With the help of fellow Mason alums—tech wizards Danny Collier and Craig Zacarro of the College of Humanities and Social Sciences and dance professor Christopher D’Amboise of the School of Dance—Rigdon was able to bring this vision to life.
The poetic collaboration felt natural to the dancers. “I find a lot of comfort in poetry. I use precision of language in our rehearsals, [asking,] how can we make synonyms translate into movement?” said Gross.
Gross and co-choreographer Micah McKee worked with the words of Mason creative writing professor Vivek Narayanan.
After seeing their video performance, Narayanan, whose poetry collection After is inspired by the Sanskrit epic poem Ramayana, found it transformative. “I don’t know if I can read the poem the same way now after seeing the dance.”
The connection between the poets and dancers—none of whom had ever met prior to the video debut at Fall for the Book—was deep.
“The rhythm [which McGlynn] spoke helped with the rhythm of movement and process,” said Wolff.
“It was an incredible experience, seeing my poem,” said Burnett, a local writer from Maryland, “and he way Nolan was able to capture the rhythm with his body.”
Poet CJ Evans wanted to give the dancers a challenge. “I didn’t want to pick something easy to interpret.
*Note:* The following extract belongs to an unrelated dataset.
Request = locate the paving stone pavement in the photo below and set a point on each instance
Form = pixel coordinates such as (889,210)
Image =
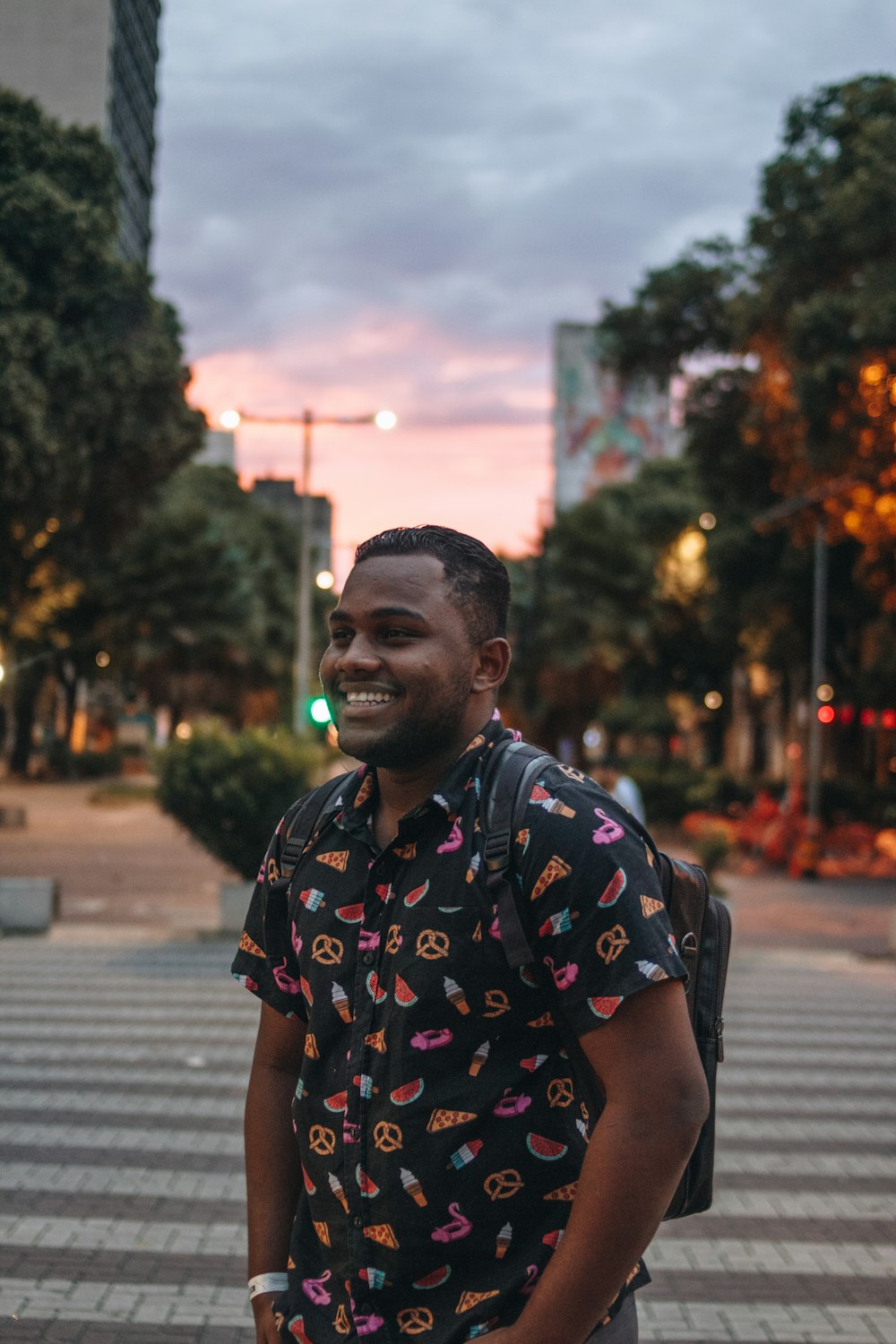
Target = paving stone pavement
(121,1198)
I wanted a more open space… to celebrate the private versus the public. The intimate versus the explosive dance.”
Choreography Duo LCBD (Crowell and Blowe) rose to the challenge.
“We utilized the poem’s skeleton,” said Blowe. “We wanted to keep the abstractness of the work without going into the literal.”
Crowell added, “Having this opportunity to collaborate was great…. It was liberating and expressive.”